No entanto, as grandes cidades já estão a corrigir o desequilíbrio com um planeamento urbano tático (potenciado pela pandemia de covid-19) que alarga os passeios, reduz o espaço para o tráfego e prevê uma rede contínua e coesa de ciclovias como parte essencial da secção das ruas.
Uma série de condicionalismos que ainda não foram devidamente resolvidos estão a impedir uma maior utilização generalizada das bicicletas nas cidades:
- as possibilidades de roubo (da bicicleta ou de partes dela, como o selim;
- a escassez de lugares de estacionamento seguros (na rua, em casa e nos destinos):
- integração limitada (até há algumas décadas) nos planos de mobilidade urbana;
- Intermodalidade limitada – estacionamento em estações de comboio ou paragens de autocarro, ou possibilidade de transporte de bicicletas em comboios e autocarros, como o exemplo pioneiro do Funi&bici da Ferrocarrils de la Generalitat de Catalunya;
- o excesso de esforço face a orografias difíceis – para além do esforço físico, o suor e as possíveis manchas nas roupas têm conotações culturais no sul da Europa, efeitos que são potenciados pelo calor;
- educação rodoviária para a convivência na utilização da estrada.

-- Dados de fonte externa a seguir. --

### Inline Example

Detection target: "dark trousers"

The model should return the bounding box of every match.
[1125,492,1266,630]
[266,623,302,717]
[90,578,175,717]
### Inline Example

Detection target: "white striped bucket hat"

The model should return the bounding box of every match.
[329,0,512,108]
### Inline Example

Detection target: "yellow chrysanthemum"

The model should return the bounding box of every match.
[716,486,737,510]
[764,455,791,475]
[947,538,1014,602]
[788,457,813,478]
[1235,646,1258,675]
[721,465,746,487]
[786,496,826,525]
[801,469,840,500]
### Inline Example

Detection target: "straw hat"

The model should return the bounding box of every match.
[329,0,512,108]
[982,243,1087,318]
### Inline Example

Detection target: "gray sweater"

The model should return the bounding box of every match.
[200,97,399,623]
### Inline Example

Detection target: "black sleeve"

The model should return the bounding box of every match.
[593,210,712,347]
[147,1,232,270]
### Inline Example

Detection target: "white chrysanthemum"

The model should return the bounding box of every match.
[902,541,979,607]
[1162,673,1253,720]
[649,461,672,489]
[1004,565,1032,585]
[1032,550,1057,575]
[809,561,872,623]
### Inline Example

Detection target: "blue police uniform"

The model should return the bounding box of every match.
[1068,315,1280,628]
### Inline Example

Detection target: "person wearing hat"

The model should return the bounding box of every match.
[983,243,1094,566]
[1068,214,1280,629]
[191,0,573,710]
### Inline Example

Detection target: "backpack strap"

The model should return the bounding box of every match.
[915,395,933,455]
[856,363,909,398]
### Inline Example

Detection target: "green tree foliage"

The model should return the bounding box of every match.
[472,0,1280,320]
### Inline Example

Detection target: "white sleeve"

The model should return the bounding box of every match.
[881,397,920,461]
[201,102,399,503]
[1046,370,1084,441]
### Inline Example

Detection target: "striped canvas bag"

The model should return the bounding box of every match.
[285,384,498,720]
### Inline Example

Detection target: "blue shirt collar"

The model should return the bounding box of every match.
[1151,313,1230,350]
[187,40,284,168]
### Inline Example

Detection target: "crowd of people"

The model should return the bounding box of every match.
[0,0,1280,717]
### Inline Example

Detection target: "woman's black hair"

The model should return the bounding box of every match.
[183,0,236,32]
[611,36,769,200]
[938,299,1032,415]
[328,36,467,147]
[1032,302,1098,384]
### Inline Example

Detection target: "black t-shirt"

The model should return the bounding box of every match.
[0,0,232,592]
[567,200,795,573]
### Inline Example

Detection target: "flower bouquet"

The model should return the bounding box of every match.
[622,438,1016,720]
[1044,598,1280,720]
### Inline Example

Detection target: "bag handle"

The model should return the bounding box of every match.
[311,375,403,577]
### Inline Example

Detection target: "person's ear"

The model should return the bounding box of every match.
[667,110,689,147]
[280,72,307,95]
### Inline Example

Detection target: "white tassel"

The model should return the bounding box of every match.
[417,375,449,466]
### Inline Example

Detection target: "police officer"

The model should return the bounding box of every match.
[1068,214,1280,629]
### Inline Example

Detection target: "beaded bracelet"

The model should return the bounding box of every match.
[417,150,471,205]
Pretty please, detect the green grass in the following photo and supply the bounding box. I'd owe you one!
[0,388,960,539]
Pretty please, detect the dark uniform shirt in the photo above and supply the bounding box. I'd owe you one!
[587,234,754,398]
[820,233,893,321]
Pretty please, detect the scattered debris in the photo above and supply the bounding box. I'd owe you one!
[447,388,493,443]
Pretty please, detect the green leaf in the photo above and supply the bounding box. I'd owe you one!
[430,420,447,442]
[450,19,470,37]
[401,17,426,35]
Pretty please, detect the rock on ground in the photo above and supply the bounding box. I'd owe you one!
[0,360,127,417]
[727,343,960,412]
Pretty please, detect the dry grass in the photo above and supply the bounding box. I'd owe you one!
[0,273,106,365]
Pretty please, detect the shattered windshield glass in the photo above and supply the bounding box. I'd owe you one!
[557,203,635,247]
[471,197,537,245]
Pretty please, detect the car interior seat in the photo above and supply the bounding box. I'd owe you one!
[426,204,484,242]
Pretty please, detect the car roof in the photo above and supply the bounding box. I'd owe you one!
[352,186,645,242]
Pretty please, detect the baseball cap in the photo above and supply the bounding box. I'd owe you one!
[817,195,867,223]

As bicicletas públicas partilhadas
As cidades europeias com maior quota modal de utilização da bicicleta foram e continuam a ser as cidades holandesas e dinamarquesas (quotas de 23% a 35%). Destaco quotas de utilização da bicicleta inferiores a 1% (dados de 1998) tanto para uma cidade de média dimensão como Vitória (250.000 habitantes), hoje transformada num exemplo de mobilidade sustentável com vários prémios e declarada Capital Verde Europeia 2012, como para uma grande cidade como Barcelona que, devido à sua inclinação montanha-mar, sempre foi considerada como não sendo feita para bicicletas. Um quarto de século produziu mudanças notáveis.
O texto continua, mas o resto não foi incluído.